Centennial’s equity share of run-of-mine production for the March quarter was 4.1 million tonnes and 11.8Mt for the year to date. Sales for the quarter were 4Mt. Figures were in line with the previous quarter and corresponding March 2008 period.
The Angus Place underground mine continued to struggle during the March quarter, with performance still below expectations despite showing some improvement.
The mine produced 606,000t for the quarter as it grappled with the Wolgan stress zone in January and early February.
“While mining conditions and production were clearly better than the previous quarter, Angus Place continued to experience longwall equipment-related issues during the remainder of the quarter, impacting what would otherwise have been manageable mining conditions,” Centennial said.
The mine’s management is continuing to work to tighten up operating parameters of the new longwall, especially the pan-line.
Management said that at the end of the quarter and into April they had seen improved mining conditions and greater operating consistency of the longwall pan-line, resulting in production more closely aligned with expectations.
Centennial said gate-road development for the next longwall block was comfortably ahead of schedule, with 2300 metres of Maingate 960 (against a total block length of 3300m) completed at the end of the March quarter, providing a significant development float in preparation for the mining of LW960.
In contrast to the performance of Angus Place was the Mandalong longwall.
The mine produced 1.52Mt for the quarter, 4.04Mt year-to-date, in line with achieving the 4.8Mt targeted for the 2009 financial year.

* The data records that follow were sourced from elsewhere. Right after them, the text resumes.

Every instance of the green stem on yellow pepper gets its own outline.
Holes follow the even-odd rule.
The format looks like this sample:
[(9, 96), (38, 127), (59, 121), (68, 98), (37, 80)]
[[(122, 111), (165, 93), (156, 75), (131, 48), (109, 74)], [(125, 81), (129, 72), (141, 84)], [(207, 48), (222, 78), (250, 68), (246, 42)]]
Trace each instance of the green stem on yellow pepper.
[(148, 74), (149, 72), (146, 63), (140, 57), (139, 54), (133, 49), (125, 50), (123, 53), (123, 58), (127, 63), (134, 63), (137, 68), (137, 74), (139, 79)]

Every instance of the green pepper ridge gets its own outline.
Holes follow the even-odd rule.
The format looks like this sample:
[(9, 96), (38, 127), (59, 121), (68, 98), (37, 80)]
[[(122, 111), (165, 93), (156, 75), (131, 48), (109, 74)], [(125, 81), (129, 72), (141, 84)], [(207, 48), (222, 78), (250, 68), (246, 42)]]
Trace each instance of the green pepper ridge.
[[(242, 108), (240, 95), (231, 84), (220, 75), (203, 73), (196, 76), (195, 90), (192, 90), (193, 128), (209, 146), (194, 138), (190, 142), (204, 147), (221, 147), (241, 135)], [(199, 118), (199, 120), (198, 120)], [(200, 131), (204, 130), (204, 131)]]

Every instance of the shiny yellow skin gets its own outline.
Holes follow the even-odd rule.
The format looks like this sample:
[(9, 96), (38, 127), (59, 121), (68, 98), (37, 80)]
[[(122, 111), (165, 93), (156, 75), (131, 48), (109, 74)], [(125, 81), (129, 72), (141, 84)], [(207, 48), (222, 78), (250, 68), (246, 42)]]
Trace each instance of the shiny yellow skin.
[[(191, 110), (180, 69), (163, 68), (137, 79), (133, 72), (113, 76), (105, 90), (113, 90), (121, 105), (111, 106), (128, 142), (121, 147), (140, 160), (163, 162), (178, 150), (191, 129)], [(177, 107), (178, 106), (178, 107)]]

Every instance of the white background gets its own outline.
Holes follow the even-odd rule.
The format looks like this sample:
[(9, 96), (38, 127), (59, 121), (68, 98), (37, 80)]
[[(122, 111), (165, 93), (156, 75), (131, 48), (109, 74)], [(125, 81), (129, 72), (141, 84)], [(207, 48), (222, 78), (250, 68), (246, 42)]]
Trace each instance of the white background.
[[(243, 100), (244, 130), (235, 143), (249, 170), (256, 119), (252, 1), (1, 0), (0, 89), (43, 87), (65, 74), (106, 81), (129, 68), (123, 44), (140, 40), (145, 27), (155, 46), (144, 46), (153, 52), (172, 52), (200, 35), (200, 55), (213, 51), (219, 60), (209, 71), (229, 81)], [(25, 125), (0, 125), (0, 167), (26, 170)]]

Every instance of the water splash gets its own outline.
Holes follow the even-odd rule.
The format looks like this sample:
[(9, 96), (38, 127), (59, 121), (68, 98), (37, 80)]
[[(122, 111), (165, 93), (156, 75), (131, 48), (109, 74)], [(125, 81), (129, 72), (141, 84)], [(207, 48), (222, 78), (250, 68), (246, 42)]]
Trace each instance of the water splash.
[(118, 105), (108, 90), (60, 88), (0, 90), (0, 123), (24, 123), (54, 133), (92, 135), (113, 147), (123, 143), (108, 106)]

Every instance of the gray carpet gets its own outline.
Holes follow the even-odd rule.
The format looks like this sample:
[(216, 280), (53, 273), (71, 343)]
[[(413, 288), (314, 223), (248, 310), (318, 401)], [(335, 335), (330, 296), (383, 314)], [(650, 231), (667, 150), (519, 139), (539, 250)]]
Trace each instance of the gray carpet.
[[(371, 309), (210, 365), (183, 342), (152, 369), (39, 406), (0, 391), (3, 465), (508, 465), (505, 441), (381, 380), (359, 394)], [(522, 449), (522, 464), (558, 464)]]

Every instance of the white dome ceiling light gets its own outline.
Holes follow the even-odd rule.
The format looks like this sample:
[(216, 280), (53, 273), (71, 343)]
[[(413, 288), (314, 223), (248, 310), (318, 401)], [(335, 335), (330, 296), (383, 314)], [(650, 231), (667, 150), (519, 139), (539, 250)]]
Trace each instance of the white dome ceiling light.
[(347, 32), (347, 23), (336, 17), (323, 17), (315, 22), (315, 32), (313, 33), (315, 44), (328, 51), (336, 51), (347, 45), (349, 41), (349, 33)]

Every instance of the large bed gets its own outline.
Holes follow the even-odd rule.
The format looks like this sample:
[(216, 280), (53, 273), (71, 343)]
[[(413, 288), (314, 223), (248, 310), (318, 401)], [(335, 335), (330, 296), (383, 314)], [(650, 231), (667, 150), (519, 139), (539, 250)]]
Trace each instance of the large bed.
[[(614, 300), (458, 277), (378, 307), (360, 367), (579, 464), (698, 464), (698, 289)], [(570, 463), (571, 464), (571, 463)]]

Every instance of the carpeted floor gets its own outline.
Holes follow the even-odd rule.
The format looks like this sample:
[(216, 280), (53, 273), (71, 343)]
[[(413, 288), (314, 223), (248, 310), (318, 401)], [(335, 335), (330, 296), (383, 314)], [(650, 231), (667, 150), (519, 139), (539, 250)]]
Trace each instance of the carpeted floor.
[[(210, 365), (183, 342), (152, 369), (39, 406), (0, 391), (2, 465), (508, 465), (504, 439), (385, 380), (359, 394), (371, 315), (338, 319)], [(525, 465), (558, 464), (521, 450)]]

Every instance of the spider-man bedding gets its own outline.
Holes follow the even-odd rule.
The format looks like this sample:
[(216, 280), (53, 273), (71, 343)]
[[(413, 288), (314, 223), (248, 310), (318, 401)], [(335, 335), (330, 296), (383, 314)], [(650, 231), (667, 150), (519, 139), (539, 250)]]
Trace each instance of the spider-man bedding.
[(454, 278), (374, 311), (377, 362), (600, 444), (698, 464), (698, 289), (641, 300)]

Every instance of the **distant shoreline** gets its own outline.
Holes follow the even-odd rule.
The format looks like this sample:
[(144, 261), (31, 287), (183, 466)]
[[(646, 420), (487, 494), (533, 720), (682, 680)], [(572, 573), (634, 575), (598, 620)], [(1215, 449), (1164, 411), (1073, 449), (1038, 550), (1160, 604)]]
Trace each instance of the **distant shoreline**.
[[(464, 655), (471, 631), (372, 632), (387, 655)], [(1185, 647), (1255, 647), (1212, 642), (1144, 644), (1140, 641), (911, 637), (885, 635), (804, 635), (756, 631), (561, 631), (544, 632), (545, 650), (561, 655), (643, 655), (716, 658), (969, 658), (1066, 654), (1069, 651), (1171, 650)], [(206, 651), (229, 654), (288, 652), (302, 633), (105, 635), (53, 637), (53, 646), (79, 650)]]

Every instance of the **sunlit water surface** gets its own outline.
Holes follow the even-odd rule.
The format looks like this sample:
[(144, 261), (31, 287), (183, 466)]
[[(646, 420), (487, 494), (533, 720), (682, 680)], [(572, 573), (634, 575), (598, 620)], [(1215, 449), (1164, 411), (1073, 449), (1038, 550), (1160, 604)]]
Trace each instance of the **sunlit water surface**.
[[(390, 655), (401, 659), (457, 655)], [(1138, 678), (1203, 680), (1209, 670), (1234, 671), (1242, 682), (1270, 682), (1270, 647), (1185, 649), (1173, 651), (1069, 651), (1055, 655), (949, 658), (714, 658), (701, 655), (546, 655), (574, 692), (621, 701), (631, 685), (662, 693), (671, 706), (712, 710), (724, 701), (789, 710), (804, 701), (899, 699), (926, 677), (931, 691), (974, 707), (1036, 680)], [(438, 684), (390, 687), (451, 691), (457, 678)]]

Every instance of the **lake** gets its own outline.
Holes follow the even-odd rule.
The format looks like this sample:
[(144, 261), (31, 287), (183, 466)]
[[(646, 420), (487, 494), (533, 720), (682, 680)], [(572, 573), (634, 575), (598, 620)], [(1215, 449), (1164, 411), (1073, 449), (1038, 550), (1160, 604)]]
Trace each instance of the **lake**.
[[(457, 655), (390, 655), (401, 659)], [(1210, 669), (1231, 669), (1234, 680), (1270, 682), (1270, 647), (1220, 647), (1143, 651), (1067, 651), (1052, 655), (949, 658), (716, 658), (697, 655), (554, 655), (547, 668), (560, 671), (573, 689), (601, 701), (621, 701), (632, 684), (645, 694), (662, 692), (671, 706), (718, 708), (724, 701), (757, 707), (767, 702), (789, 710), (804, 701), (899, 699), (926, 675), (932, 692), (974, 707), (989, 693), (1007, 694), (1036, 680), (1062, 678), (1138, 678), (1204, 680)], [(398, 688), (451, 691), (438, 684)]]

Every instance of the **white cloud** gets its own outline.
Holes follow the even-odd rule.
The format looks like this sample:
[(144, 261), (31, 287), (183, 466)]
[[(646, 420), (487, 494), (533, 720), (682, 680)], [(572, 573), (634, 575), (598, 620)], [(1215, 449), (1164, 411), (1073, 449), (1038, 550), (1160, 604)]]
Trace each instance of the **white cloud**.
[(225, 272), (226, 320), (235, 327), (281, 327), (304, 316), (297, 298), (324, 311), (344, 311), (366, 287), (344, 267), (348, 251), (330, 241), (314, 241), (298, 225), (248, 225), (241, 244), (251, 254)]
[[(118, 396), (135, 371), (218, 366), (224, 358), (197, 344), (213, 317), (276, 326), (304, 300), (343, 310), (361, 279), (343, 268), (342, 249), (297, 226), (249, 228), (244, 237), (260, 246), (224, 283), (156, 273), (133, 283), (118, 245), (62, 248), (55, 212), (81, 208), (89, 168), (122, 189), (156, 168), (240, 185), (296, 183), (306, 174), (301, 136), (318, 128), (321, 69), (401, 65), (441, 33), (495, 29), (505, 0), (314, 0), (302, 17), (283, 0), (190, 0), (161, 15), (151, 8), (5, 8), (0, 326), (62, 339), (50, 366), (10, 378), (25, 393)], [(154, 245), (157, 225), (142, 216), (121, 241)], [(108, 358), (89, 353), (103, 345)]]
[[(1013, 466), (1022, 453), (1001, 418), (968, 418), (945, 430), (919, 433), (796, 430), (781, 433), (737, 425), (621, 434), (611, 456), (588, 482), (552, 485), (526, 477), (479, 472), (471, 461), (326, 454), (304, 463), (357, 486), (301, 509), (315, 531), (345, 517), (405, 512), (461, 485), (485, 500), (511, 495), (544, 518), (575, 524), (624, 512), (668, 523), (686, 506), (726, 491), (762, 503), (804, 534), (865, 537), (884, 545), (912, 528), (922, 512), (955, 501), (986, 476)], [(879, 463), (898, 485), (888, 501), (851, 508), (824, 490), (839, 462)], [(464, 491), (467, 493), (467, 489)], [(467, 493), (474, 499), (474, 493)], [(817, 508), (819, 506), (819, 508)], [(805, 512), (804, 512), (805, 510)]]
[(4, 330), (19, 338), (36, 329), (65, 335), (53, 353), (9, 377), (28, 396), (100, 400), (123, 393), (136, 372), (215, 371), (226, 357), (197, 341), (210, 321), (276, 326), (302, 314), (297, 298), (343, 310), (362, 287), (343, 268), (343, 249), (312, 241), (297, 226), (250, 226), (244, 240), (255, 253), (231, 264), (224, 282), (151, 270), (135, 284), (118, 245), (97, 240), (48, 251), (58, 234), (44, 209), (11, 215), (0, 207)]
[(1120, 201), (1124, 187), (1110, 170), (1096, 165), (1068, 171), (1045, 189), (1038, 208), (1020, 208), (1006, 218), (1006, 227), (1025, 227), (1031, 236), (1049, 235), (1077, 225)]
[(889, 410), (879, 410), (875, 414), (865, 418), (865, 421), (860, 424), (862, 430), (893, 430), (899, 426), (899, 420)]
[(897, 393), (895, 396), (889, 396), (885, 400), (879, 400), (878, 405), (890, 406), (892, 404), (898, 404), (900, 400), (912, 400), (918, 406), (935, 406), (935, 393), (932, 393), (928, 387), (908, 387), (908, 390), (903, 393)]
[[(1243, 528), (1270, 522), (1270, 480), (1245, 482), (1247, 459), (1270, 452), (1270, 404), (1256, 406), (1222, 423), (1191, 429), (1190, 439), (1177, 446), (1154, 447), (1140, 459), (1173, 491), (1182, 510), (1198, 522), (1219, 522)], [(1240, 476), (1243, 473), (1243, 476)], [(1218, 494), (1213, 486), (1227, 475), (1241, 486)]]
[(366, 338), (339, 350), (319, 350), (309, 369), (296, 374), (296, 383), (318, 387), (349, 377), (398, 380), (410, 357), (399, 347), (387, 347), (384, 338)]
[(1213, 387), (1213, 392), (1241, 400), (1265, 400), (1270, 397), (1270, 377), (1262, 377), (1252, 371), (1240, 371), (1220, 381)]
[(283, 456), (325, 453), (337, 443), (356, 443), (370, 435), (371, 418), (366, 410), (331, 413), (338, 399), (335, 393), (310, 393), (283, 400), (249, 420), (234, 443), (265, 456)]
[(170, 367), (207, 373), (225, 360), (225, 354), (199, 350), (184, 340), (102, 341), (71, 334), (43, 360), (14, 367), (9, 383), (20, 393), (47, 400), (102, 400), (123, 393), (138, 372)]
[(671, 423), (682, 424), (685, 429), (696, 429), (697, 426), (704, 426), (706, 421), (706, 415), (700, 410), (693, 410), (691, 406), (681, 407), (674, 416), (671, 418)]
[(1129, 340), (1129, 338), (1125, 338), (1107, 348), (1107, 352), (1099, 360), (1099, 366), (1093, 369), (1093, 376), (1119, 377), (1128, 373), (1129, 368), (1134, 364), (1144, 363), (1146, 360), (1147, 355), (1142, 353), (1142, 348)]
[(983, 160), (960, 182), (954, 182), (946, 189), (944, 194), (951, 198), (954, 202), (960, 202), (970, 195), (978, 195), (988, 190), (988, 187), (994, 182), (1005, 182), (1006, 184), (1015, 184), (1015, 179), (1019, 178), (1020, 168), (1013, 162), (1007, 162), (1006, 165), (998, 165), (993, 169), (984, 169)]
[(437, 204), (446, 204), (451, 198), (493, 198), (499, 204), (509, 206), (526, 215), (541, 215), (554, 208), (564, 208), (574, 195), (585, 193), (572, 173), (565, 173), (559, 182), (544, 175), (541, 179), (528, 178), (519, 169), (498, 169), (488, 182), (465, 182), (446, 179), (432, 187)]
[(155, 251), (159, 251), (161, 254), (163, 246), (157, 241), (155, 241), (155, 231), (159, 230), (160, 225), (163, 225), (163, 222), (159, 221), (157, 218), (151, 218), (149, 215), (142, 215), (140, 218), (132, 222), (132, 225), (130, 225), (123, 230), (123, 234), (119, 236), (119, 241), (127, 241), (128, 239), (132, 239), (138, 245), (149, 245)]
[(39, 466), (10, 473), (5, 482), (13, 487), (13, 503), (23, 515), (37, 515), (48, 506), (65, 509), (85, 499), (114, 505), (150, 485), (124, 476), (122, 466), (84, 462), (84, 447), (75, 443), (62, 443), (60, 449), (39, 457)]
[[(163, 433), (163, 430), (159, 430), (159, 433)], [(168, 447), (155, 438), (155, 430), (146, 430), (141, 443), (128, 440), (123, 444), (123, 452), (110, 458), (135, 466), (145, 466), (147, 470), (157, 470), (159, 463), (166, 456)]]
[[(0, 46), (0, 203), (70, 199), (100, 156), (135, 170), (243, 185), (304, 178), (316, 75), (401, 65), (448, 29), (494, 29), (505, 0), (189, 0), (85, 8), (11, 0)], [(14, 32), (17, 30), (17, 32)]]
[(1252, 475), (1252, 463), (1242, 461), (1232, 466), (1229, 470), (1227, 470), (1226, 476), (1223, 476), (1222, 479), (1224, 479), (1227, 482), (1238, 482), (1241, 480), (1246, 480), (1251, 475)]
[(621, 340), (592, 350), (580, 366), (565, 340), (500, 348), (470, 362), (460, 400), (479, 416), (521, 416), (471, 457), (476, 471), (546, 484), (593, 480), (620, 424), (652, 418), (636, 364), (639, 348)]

Mandalong is currently focusing on relocating the longwall to LW8.
At nearby Newstan, the operation was winding down as the mine entered care and maintenance. It produced 330,000t for the quarter.
At the Springvale longwall mine, 1.04Mt was produced, up 7% on the previous quarter. The mine’s next longwall changeover is due in July.
The Clarence bord and pillar mine continued to improve, with daily (12,080t) and monthly (207,444t) record production achieved. The mine produced 506,000t for the quarter – ahead of expectations.
“Mining conditions are expected to remain favourable for the remainder of this financial year, underpinning Clarence’s recent outperformance. Together with plans to commence weekend production after the Easter break, this additional production, using existing equipment and infrastructure, will help reduce unit costs and offset lower export margins,” Centennial said.
At Centennial’s smaller mines, Charbon produced 292,000t, Mannering 153,000t, Myuna 293,000t and Berrima 50,000t.
On the development front, at the Airly project construction site, plant has been mobilised and civil construction work commenced on the rail loop and surface coal handling system, with certain long lead-time items ordered.
The project team is currently finalising the design and layout of other supporting services in preparation for a progressive build-up to enable production to commence toward the end of the 2010 financial year.
At Olstan, where Centennial will look to extract remnant coal reserves from Newstan using underground auger methods, a prefeasibility study has been completed. Olstan is a three-year project extracting up to 1.5Mt.
At Mandalong, a contractor will shortly start construction of a haul road linking the mine with Newstan’s coal preparation and export facilities.
Final design of an upgrade to Mandalong’s coal handling facilities is well advanced, with contract negotiations for a contractor underway.
Construction is expected to be completed by February 2010, enabling Mandalong to begin exporting up to 1Mt in the 2010 financial year.
Centennial was trading down 6% late morning today, at $A1.86.